奇跡的な天候の回復を祈って空を見上げるも、私の心の力では天候を急転させる効果など発揮できるはずもなく、びしゃびしゃと音高く降り注ぐ雨は逆に強さを増した感さえあった。
(すぐに止むよね……)
ドス黒く染まった邪悪な空を見ると、その期待も虚しく萎んでいってしまう。
どうやらしばらく降り続きそうだ。
(駅ビルの本屋まで走れれば時間潰しもできるけど……)
そこまで辿り着くには全身ズブ濡れになる必要がありそうだ。そうなれば、きっとシャツが透けてブラやら何やら色々と見えてしまうに違いない。そんな状態で本屋に入ってく勇気はないし、それを許容して今ここから走り出す意思もない。
(クラスの誰か、通りかからないかな……)
学校から少し離れてはいるものの、駅周辺の繁華街は私たちのテリトリーなので、クラスメイトが通りかかる可能性は低くない。しっかり者のクラス委員長が豪雨の中を悠然と歩いてきてもおかしくはないのだ。

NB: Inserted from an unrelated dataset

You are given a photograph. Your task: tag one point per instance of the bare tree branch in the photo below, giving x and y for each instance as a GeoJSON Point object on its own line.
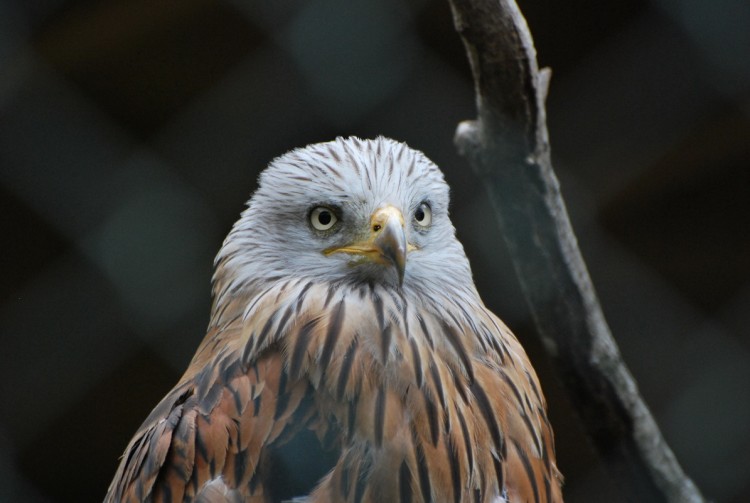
{"type": "Point", "coordinates": [508, 147]}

私は強く降り注ぐ雨を避けるべく、少し後ろへ下がった。背後には地下の駐車場へと続いているらしい階段がある。もし風が強くなってきて今自分が立っている場所まで雨が振り込んできたら地下へ向かってもいいが、ちょっと不気味な雰囲気があるので切羽詰まった状況に追いやられるまでは行く気にならなかった。
(ここを降りるくらいなら雨の中を走った方がマシのような気がする……)
一歩下りたら地獄、そんな予感。
階段を下りていく自分を想像するだけで背筋が凍る。死すら覚悟しなければならないという、そういう絶望的な雰囲気だ。ずぶ濡れになっても行くべきではない。
ここは耐えの一手だ。
そう思った、その時、遠く階段の下の方から口笛のような音を聞いた。そんな気がした。
(階段の下……地下に誰かいる……?)
訝しみつつ耳を済ませる。
確かに口笛の音だ。何者かが地下の駐車場で口笛を吹いているのだろう。雨の音が邪魔して聞き取りにくいが空耳ではない。

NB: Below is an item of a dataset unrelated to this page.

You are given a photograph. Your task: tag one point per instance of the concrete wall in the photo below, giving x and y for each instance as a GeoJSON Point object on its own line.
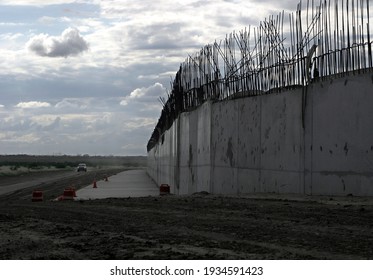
{"type": "Point", "coordinates": [315, 140]}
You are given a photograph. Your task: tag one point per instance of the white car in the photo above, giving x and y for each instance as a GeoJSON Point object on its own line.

しかし、この雨である。同様に雨宿りの場所を求めて駆け込んでいてもおかしくはないし、雨が止むのを待ちながら口笛を吹いて時間を潰していてもおかしくはない。
ただ……。
(嫌な音色……)
それにメロディが独特で嗜好に合わない。
場所が地下ということもあって、反響音が幾重にもこだましたせいもあるだろう。それは、とても印象深くて、飛び切りに耳障りで、極めて不快であって、今まで感じたことのない負の感情を掻き立てさせる禍々しいメロディだった。

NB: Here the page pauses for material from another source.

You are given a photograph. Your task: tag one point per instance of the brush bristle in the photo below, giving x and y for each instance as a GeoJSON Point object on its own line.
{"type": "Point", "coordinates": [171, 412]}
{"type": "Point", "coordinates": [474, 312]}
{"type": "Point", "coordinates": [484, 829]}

嫌な予感も相まって本来なら地下へ向かうという選択肢は存在しないはずだった。けれども、そのあまりにも不吉で不安定なメロディが印象的であり、悪い意味で好奇心を掻き立てる存在感は強烈な衝動となって私を地下へと誘おうとする。それが致命的で絶命的な選択肢だと薄々察しているのに、心を洗脳していくかのような口笛のメロディがじんわりと染み渡ってきて、地下へ向かうという以外の選択肢を徐々に駆逐していくのだ。
(何これ……すごく、変だ……)
すでに私は地下へ下りたくてしかたがない心持ちになっていた。
今更ながらに催眠という言葉が脳裏をよぎるも、片足はもう階段の一段目を下りてしまっていて、引き返さなければ命にかかわるという確信的な予感も足を止めるほどの拘束力を持ってはいなかった。そして、一歩目を踏み出してしまったら、もうなし崩しも同然であり、二歩目、三歩目と階段を下りてしまっていた。